THE 1920s

The Doctors Will See You Now

Cleveland Clinic opens February 26, 1921.

Cleveland Clinic building

Photo: Cleveland Clinic Archives

The gleaming white-brick edifice with Italianate windows was a monument to a new team-based approach to healthcare.

In addition to the registration desk, the first floor included a pharmacy and clinical and X-ray laboratories. The second floor accommodated a waiting area — complete with wicker chairs and potted ferns — and consulting rooms. Examination rooms and staff offices were found on the third floor. On the fourth floor were more offices, biophysics labs, a library and the photo/art department. A skylight topped the magnificent atrium in the center of the building, designed by renowned architect Frank Ellerbe.

This was the first home of Cleveland Clinic, which opened February 26, 1921, on the corner of Euclid Avenue and East 93rd Street in Cleveland.

The four physicians who founded Cleveland Clinic enjoyed close friendships with brothers William Mayo, MD, and Charles Mayo, MD, who had started their own not-for-profit multispecialty group practice, the Mayo Clinic, in Minnesota. So it was only fitting that Dr. William Mayo should be the keynote speaker at Cleveland Clinic’s dedication ceremony.

The opening of the Cleveland Clinic is an epoch-making step in American medical progress.

Dr. William Mayo

Each of Cleveland Clinic’s founders also addressed the crowd of 500 invited guests.

Frank Bunts, MD, spoke of Cleveland Clinic’s origins. “Fortunately … each of us had the opportunity to serve in the Army,” he said. “[I]t was during that service — with the inspiration of the Base Hospital organization, in which each could call to his aid every branch or specialty of medicine and surgery — that the real insight into the benefits to be gained by coordinated work was borne in upon us, and we began to formulate before our return to the United States our plans for the future.”

The Clinic Building itself was the focus of remarks by William Lower, MD. “The aim of the founders of the Clinic, which has been so clearly comprehended by the architect and ably carried out by the builders, has been a plan of construction which would assure the highest efficiency to each department,” he said, “and thereby the most efficient operation of the Clinic as whole for the ultimate welfare of the patient.”

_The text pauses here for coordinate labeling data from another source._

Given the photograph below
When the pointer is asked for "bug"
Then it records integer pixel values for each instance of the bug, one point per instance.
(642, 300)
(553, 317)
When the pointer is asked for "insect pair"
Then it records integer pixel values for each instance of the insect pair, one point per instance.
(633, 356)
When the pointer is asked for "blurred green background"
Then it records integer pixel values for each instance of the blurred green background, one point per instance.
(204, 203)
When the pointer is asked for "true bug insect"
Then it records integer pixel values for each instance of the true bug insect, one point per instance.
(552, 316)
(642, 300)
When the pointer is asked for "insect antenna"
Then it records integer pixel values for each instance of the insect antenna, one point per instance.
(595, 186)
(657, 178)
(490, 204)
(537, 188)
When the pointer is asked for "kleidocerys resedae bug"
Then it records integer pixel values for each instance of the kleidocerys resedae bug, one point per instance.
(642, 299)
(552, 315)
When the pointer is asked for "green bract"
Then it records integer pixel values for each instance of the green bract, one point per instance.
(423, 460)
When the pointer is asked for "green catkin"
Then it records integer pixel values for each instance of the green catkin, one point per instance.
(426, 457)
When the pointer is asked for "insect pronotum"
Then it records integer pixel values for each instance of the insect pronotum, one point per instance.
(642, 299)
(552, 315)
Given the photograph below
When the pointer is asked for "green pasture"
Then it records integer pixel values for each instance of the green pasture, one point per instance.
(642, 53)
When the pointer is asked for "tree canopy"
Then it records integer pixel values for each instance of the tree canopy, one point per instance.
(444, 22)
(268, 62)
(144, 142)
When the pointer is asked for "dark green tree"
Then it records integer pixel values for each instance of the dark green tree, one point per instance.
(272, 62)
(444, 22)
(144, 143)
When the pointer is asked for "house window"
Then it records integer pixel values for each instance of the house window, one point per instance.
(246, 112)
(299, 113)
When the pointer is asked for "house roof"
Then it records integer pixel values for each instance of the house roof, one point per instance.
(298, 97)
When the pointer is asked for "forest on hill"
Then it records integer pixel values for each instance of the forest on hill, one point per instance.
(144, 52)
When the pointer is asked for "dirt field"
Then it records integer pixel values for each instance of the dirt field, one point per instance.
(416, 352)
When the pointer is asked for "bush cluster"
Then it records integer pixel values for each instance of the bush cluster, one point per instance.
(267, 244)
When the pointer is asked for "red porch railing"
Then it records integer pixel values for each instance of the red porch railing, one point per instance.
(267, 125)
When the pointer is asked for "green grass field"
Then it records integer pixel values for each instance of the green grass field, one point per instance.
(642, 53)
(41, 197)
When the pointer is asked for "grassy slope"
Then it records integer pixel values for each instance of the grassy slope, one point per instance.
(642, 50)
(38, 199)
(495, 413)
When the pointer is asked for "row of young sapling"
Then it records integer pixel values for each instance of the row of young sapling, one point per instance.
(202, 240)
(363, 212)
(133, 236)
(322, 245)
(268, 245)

John Phillips, MD, enumerated the myriad strengths brought together there under one roof. “[W]e have specialists in the diseases of children; in diseases of the nose, throat and ear; in diseases of the eye; in diseases of the stomach; in diseases of the heart; in diseases of the central nervous system; and in diseases of the genito-urinary tract,” he said.

The last of the founders to speak was George Crile Sr., MD, who summarized the fledgling organization’s care, research and education priorities. He also extolled the virtues of its group-practice model. “[E]ach of us,” he said, “will accept as our reward for work done his respective part in the contribution of the group, however small, to the comfort, the usefulness and the prolongation of human life.”